The continuous integration was implemented in Bamboo. Each build plan performs a git checkout of the branch with the Dockerfile, conf files and other installation scripts, builds the Docker image and pushes it into the private registry (Docker Trusted Registry).

There is a logical separation of base and application Docker Images for each application to decrease the amount of maintenance and build time needed on each component. The base image contains essential environment components and is built once initially and eventually when changes to the environment itself are required (i.e. changing configuration parameters, application server version, etc). The application image fetches the base image and builds on it the application specific configuration and dependencies than pushes the built image into the private registry.

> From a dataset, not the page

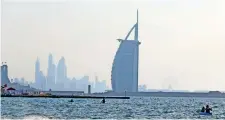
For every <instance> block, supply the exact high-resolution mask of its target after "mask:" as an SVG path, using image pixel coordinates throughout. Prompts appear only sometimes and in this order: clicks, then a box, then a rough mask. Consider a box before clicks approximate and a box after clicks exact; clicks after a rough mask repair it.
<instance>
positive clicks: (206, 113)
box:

The deployment process is performed in the CI tool, by just executing a docker run on the destination Host with the specific container runtime configuration (like environment variables, data volumes, open ports, links with DB container, etc). During deployment we perform some additional steps such as – stopping the currently running App and DB containers, removing them and their associated image, also after deployment is complete and containers are up, an automatic configuration of the DB Replication is performed with the other DB containers running the same Application database.

This process allowed for the complete automation of all environments with different build and deployment plans for Production, Staging, QA, Dev.

With the help of Front-End web servers and having multiple instances of our PROD environments, we were able to achieve no downtime during deployment.

Additionally Vagrant was used locally by Development and QA Teams to automate the creating and destroying of new instances of the applications using exactly the same images as used in Production/Staging.